Knowledge-based Neural Ordinary Differential Equations for Cosserat Rod-based Soft Robots

TL;DR

This paper introduces KNODE-Cosserat, a hybrid modeling framework that combines physics-based models and neural ODEs to efficiently and accurately model the complex dynamics of soft robots, validated through simulations and real-world tests.

Contribution

The paper presents a novel hybrid modeling approach that integrates physics models with neural ODEs for soft robots, reducing data requirements and improving accuracy.

Findings

Significant improvement over baseline models in simulations.

Effective real-world validation demonstrating practical applicability.

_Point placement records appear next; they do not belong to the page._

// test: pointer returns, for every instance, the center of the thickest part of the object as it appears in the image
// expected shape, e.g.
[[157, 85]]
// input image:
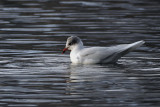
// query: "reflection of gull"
[[93, 55]]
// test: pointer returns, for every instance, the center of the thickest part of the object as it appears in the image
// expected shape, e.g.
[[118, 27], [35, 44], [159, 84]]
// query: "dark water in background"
[[33, 72]]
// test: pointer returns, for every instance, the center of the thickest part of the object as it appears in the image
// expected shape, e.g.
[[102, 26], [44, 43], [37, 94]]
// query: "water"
[[33, 72]]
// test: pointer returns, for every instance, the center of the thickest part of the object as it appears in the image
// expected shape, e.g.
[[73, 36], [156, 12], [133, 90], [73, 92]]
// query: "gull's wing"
[[107, 54]]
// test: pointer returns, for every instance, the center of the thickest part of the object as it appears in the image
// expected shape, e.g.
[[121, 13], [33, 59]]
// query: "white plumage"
[[93, 55]]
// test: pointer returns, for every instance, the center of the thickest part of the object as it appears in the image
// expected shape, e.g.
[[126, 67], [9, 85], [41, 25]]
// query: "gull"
[[97, 55]]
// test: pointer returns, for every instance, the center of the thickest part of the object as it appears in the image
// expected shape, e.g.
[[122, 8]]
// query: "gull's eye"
[[70, 43]]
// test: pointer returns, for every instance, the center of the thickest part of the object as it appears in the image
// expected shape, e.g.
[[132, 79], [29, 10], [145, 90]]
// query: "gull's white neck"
[[74, 55]]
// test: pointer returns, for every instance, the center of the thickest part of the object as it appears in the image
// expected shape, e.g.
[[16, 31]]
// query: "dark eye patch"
[[74, 41], [70, 43]]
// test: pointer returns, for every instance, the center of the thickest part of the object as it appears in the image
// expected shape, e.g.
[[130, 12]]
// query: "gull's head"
[[72, 42]]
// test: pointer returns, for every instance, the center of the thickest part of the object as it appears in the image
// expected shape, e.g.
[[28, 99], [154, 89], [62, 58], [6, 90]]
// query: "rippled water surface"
[[33, 72]]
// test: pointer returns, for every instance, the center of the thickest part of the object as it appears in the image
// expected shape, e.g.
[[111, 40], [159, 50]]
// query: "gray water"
[[33, 72]]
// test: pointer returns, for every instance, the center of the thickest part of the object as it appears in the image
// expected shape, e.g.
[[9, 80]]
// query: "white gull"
[[94, 55]]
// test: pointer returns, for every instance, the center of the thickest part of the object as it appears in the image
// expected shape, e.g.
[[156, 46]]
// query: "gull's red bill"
[[64, 50]]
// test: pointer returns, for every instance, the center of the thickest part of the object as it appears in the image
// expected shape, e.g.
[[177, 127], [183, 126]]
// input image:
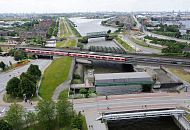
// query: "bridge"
[[96, 34], [109, 57], [142, 114]]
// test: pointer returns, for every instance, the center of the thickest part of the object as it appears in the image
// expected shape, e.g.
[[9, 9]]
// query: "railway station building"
[[121, 83]]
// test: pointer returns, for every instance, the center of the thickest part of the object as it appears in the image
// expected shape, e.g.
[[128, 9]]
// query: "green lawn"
[[54, 75], [181, 73], [67, 43], [64, 94], [65, 29], [125, 44]]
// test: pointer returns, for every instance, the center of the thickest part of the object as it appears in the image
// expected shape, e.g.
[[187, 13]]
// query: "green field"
[[125, 44], [67, 43], [65, 29], [54, 75]]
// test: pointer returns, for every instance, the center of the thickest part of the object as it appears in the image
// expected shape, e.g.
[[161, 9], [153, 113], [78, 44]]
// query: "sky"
[[67, 6]]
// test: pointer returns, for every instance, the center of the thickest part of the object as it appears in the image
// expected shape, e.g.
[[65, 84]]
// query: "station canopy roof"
[[132, 75]]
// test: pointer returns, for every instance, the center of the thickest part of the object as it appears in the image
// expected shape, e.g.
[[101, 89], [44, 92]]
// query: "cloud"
[[48, 6]]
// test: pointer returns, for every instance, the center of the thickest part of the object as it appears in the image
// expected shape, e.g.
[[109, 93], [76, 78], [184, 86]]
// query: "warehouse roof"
[[107, 76]]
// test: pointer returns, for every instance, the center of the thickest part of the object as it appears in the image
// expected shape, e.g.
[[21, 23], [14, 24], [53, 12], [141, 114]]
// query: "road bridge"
[[96, 34], [118, 58], [142, 114]]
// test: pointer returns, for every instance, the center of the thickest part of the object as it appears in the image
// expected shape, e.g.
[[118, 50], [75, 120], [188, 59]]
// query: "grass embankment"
[[124, 44], [54, 75], [181, 73], [65, 30], [67, 43]]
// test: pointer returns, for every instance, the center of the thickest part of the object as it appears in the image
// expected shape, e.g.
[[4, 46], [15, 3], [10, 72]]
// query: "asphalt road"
[[159, 36], [6, 76], [165, 37], [132, 102], [93, 107]]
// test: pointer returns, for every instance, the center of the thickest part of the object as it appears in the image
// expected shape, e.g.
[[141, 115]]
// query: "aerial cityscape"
[[94, 65]]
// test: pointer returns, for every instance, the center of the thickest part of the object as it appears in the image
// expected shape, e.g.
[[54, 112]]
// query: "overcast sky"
[[64, 6]]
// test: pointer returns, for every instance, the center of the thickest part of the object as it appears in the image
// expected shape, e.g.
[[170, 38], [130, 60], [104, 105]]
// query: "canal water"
[[158, 123], [90, 25]]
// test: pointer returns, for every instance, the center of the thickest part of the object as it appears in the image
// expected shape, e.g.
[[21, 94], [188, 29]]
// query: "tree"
[[34, 71], [109, 31], [27, 87], [5, 126], [46, 113], [14, 116], [12, 51], [13, 87], [2, 65], [31, 118], [19, 55], [77, 121], [64, 112], [28, 76]]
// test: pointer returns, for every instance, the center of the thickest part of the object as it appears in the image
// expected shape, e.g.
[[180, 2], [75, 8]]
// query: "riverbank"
[[53, 76]]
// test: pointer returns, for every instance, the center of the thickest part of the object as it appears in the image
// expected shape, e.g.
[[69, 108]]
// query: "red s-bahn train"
[[80, 55]]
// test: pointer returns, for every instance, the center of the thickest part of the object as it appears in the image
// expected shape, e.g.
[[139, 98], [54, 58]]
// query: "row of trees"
[[53, 30], [172, 45], [17, 54], [48, 115], [2, 39], [2, 65], [26, 85]]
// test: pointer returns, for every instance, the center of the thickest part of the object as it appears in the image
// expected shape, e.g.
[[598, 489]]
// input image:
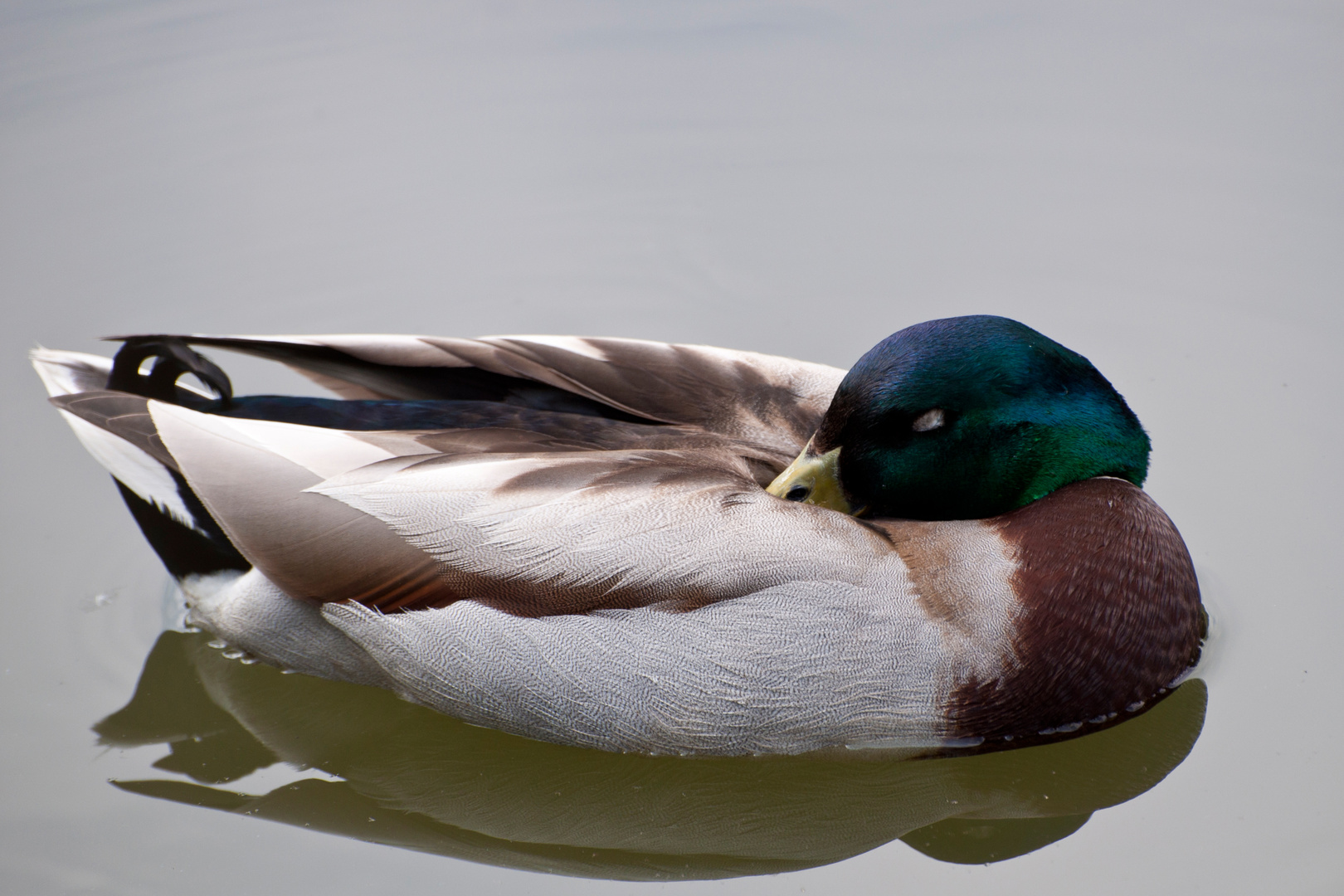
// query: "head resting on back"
[[962, 418]]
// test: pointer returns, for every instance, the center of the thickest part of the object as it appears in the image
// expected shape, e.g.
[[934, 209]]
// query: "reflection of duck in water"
[[422, 781], [569, 539]]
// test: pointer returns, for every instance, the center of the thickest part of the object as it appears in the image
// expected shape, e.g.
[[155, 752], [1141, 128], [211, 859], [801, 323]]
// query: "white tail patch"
[[134, 468], [323, 451]]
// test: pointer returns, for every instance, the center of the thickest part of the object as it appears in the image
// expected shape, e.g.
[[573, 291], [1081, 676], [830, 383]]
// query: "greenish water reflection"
[[417, 779]]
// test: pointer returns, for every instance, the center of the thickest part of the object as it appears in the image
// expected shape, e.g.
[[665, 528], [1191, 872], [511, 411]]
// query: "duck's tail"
[[106, 406]]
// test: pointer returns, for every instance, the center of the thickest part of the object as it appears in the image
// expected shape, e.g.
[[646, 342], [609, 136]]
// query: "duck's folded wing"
[[381, 519], [772, 401]]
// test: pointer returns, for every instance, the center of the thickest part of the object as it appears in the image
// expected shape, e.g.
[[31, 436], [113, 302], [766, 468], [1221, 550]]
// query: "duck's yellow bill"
[[812, 479]]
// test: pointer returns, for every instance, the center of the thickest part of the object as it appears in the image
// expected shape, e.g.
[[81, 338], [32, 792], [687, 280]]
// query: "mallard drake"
[[650, 547]]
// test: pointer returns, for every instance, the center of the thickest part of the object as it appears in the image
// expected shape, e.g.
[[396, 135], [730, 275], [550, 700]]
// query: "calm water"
[[1159, 190]]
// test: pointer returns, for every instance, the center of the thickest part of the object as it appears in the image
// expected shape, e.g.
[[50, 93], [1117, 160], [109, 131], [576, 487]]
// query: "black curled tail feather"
[[173, 358], [186, 548]]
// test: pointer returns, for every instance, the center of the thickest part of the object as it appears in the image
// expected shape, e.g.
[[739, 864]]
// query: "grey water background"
[[1157, 186]]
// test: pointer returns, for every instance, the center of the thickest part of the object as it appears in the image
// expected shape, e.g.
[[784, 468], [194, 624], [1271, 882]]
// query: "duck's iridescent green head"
[[962, 418]]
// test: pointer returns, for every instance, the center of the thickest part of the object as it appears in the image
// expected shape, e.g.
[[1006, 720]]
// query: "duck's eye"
[[930, 419]]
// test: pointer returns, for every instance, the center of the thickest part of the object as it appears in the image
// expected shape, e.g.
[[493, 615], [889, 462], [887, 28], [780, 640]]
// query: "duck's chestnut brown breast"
[[1109, 613]]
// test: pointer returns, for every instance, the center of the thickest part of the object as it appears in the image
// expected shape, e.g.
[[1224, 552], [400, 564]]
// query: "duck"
[[665, 548]]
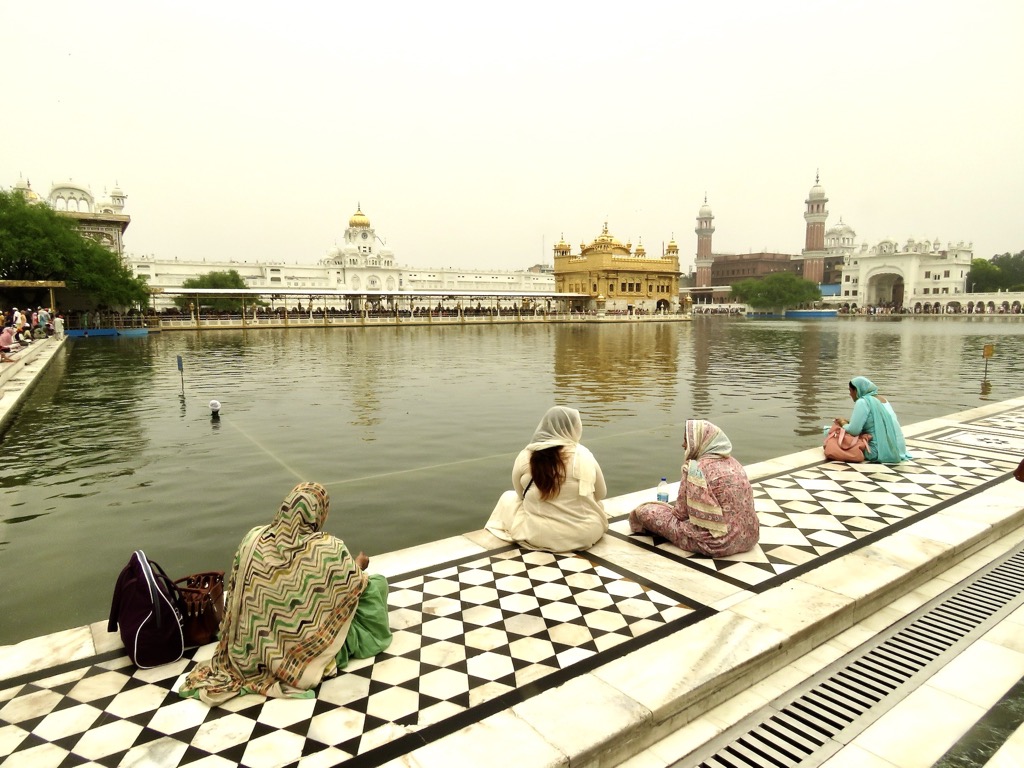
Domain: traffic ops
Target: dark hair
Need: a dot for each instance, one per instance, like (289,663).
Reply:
(548,470)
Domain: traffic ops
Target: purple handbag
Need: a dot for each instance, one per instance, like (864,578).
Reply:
(144,607)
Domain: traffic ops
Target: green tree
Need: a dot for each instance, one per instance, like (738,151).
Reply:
(37,243)
(778,290)
(1012,266)
(229,280)
(984,275)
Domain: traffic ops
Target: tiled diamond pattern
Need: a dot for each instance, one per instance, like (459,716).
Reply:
(474,636)
(466,635)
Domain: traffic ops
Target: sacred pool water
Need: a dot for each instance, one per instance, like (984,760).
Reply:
(413,429)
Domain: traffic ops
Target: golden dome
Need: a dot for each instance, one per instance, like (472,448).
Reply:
(606,243)
(358,218)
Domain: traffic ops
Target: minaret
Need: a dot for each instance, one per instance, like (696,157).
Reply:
(704,229)
(814,244)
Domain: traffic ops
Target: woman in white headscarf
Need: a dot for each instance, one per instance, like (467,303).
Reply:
(556,505)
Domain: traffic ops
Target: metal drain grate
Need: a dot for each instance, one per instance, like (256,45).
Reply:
(853,692)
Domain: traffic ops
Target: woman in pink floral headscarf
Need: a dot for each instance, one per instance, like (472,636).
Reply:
(714,513)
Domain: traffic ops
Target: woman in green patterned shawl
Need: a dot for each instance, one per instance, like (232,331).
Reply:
(298,607)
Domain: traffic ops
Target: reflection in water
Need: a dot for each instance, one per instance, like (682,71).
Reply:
(413,430)
(604,374)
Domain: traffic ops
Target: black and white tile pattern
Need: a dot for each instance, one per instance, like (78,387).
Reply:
(477,635)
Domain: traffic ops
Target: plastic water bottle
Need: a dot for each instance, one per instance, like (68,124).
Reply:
(663,491)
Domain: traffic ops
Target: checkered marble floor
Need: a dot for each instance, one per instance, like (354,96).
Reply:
(476,635)
(827,509)
(470,638)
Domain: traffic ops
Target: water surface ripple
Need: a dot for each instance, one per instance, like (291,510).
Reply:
(413,430)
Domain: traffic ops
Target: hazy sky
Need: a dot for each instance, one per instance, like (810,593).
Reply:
(476,134)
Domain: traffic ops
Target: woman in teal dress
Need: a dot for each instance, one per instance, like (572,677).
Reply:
(873,415)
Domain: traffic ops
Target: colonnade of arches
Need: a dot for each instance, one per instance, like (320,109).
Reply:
(940,307)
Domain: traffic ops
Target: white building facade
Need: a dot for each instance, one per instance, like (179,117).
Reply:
(361,262)
(921,275)
(101,219)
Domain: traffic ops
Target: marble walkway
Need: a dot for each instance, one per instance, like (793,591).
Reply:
(633,652)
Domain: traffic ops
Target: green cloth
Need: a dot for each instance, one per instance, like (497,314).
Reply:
(879,420)
(369,633)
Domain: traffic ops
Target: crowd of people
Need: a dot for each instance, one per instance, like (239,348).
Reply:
(300,605)
(20,328)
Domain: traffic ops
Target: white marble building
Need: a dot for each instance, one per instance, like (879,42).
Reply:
(361,262)
(919,273)
(101,219)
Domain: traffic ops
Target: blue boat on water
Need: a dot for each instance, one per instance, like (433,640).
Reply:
(81,333)
(810,313)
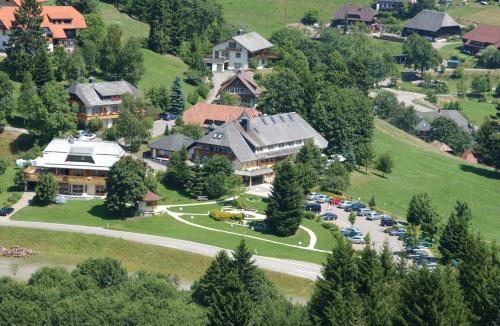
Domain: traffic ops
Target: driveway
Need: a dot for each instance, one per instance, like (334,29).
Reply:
(217,79)
(373,228)
(292,267)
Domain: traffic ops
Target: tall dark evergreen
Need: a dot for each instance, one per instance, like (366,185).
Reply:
(176,97)
(284,211)
(455,233)
(421,212)
(431,298)
(26,38)
(335,300)
(43,71)
(480,280)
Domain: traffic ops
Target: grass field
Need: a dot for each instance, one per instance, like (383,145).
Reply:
(476,13)
(418,167)
(267,16)
(93,213)
(72,248)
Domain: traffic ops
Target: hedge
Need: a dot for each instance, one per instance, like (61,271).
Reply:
(226,216)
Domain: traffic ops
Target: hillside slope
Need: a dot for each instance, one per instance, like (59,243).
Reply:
(419,167)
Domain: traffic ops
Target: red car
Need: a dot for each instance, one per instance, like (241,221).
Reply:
(335,201)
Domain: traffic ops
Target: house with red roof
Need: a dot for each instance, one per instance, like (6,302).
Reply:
(243,87)
(60,25)
(480,37)
(213,115)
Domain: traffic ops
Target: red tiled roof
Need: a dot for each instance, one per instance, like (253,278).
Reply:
(151,197)
(77,21)
(484,34)
(200,112)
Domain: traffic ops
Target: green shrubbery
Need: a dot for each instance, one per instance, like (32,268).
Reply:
(226,216)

Enhanced generalization and computational efficiency.

Abstract

Soft robots have many advantages over rigid robots thanks to their compliant and passive nature. However, it is generally challenging to model the dynamics of soft robots due to their high spatial dimensionality, making it difficult to use model-based methods to accurately control soft robots. It often requires direct numerical simulation of partial differential equations to simulate soft robots. This not only requires an accurate numerical model, but also makes soft robot modeling slow and expensive. Deep learning algorithms have shown promises in data-driven modeling of soft robots. However, these algorithms usually require a large amount of data, which are difficult to obtain in either simulation or real-world experiments of soft robots. In this work, we propose KNODE-Cosserat, a framework that combines first-principle physics models and neural ordinary differential equations. We leverage the best from both worlds -- the generalization ability of physics-based models and the fast speed of deep learning methods. We validate our framework in both simulation and real-world experiments. In both cases, we show that the robot model significantly improves over the baseline models under different metrics.